I understand that I need to use : operator to represent a variable in an unevaluated expression in Julia. But I am confused as to why I am using : to get column name here - the column name do not appear to be an unevaluated expression.
using RDatasets, MLJ
iris = dataset("datasets", "iris")
iris2 = coerce(iris, :Species=> OrderedFactor) # This line
Is it possible to refer to a column name here without using unevaluated expression?
: doesn’t create an unevaluated expression, it creates a Symbol, which is a more widely-used type. You can learn more about it here:
The type of object used to represent identifiers in parsed julia code (ASTs). Also often used as a name or label to
identify an entity (e.g. as a dictionary key). Symbols can be entered using the : quote operator:
julia> x = 42
Symbols can also be constructed from strings or other values by calling the constructor Symbol(x...).
Symbols are immutable and should be compared using ===. The implementation re-uses the same object for all Symbols
with the same name, so comparison tends to be efficient (it can just compare pointers).
Unlike strings, Symbols are "atomic" or "scalar" entities that do not support iteration over characters.
julia > dump(:(2+2))
head: Symbol call
1: Symbol +
2: Int64 2
3: Int64 2
From the last line is appears Symbol can be a part of expression.
Symbols are replaced with the value they are referring to when evaluated. But why we need the column name to go through parse > evaluation?
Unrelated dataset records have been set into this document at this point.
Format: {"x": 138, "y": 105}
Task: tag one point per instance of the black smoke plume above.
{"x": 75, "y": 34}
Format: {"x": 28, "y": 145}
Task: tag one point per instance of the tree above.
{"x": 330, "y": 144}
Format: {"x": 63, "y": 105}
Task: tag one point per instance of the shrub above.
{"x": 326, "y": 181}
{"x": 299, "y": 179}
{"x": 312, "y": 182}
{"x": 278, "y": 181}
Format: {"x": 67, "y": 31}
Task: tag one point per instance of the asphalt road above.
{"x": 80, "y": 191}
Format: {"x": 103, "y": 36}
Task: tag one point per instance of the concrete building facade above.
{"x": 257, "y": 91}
Why can’t we use a string or iris.Species to denote the column name?
I’m not familiar with MLJ. But the reason this doesn’t work is because of the types and the way julia evaluate expressions.
is just a vector. There is no name attached to it. It’s totally forgotten that it ever came from a data frame. so the function coerce is given a data frame and then a vector with no name. That’s not a lot to work with.